I rise to speak to amendment 6 in my name and that of my hon. Friend the Member for Foyle (Colum Eastwood), and to make brief comments on a couple of other amendments.
We absolutely echo and share the frustrations of others that we are doing yet another of these Bills in this place. I am struggling to think of a single such Bill—certainly in the three and a half years that we have been here—that was neither a cause nor an effect of Stormont dysfunction, which occupies rather too much time here and limits our potential. We understand the need for interim decision making, but the Bill risks going too far in bypassing Assembly scrutiny. Our amendments aim to address that by guarding against the potential use of graduated responses or the other fairly unedifying stunts that we have seen when the Assembly is being used as a political tool or weapon, and against the cynical use of such Bills to do things that damage public services in the name of reform, as a way to avoid responsibility and scrutiny.
The DUP’s new clause 1(3) instances the possibility of the Assembly functioning in some way alongside these new powers in the absence of an Executive. I want to be absolutely clear: there is, as others have said, no alternative in the here and now to devolution under the Good Friday institutions. People are ready to suspend their disbelief one more time and go back in to make that work, but a graduated response allowing these
powers to be deployed to do all the grisly stuff through indirect rule, and turning it into some soap opera where everybody is hopping up and down and opposing the changes, will not be appropriate.
We cannot set up civil servants to instigate and drive controversial issues only to get them out of the way before everyone goes back in. We absolutely need reform in public services, but we need it to be done with scrutiny, not just as a mask for austerity. It needs to be done in a way that builds public trust so that people say, “Yes, you may lose service A, but you will gain service B and C”. Amendment 6 would support and evidence some of those necessary reforms by designing in a role for the Fiscal Council—a body that we have been hugely supportive of—as well as for the Human Rights Commission and the Equality Commissions as consultees. Those bodies are truly creatures of the Good Friday agreement. They are there for a reason and they should have a role in this as well, to give them a locus and so that, as I say, it is not used in a cynical way.
I want to address briefly the contradictions in the messaging we are getting about sustainable finances. There is, rightly, a serious public conversation going on about the sustainability of Stormont’s finances and structures. It is absolutely right to tackle the lack of responsibility-taking in our region, which in its century of existence has never enjoyed good governance. It is appropriate that we do that in a genuinely transformative way.

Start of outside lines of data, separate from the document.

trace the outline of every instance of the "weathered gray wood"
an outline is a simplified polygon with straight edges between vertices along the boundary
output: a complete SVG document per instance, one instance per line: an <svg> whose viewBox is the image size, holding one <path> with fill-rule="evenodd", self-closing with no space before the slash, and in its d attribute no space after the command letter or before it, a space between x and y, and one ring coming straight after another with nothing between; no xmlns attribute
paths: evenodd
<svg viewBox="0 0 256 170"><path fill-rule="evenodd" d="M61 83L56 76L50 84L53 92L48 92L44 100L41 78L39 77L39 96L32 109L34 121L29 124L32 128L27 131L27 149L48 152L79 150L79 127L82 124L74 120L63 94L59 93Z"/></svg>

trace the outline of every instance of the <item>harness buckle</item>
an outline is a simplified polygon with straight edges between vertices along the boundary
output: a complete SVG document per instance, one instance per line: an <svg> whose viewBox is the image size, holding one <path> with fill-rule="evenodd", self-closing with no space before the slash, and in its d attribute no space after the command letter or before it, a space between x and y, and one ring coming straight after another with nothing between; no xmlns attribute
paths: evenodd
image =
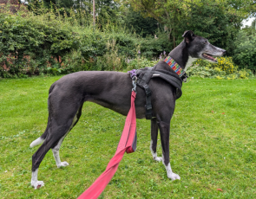
<svg viewBox="0 0 256 199"><path fill-rule="evenodd" d="M145 105L145 107L147 111L152 110L152 105Z"/></svg>
<svg viewBox="0 0 256 199"><path fill-rule="evenodd" d="M151 91L150 88L148 87L148 85L144 85L143 88L145 89L146 96L148 97L151 95Z"/></svg>
<svg viewBox="0 0 256 199"><path fill-rule="evenodd" d="M132 88L132 91L135 92L136 93L136 87L137 87L137 76L134 76L132 78L132 84L133 84L133 88Z"/></svg>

I also want to address the contradiction in what has been said about sustainable services in the light of the punishing and severe budget we face. What is more sustainable to invest in than children and young people, their health, education, future and resilience? The proposed cuts to the extended schools programme, Bright Start mental health support, pathway funds, education authority schools and youth services—alongside the loss of European social funding for Women’s Centre, which provides childcare and many other forms of family support—are the furthest thing from being sustainable. St Malachy’s youth club in the market area of my constituency does a mind-blowing array of interventions with young people, including homework support, citizenship, fitness, nutrition and lawfulness, making them good citizens and getting them ready for the world and the jobs out there. What is sustainable about its finances being cut by over a third, which will undermine all of its work with those young people? We have put off hard decisions for too long, but it is really important that this Bill is not used as a mask for the same austerity that we have had for over a decade, which does not change outcomes and limits the potential of our young people and of our economy, because they are its future.
I want to address a couple of other amendments. Amendment 1 is a vital intervention by the hon. Member for Walthamstow (Stella Creasy), who has, crucially, been vigilant on the ticking timebomb of the Retained EU Law (Revocation and Reform) Bill, which has the potential not only to deepen and widen the implications of any sea border for goods and for rights, but to dramatically undermine economic sectors and actors on this island. We have absolutely no interest in doing that, so I hope that the reports that there has been change of direction on that very damaging Bill—like
others, we wish to hear about those reports in the appropriate place and to have the opportunity to scrutinise them—are correct.
Finally, I support amendment 4, tabled by the hon. Member for North Down (Stephen Farry), which is prudent and sensible in addressing the cost of division. It is time to get on. There is endemic division in our schools and communities. It is time to get past pointing at it and to start the process of reform, transformation and giving people a feasible way to live shared and integrated lives.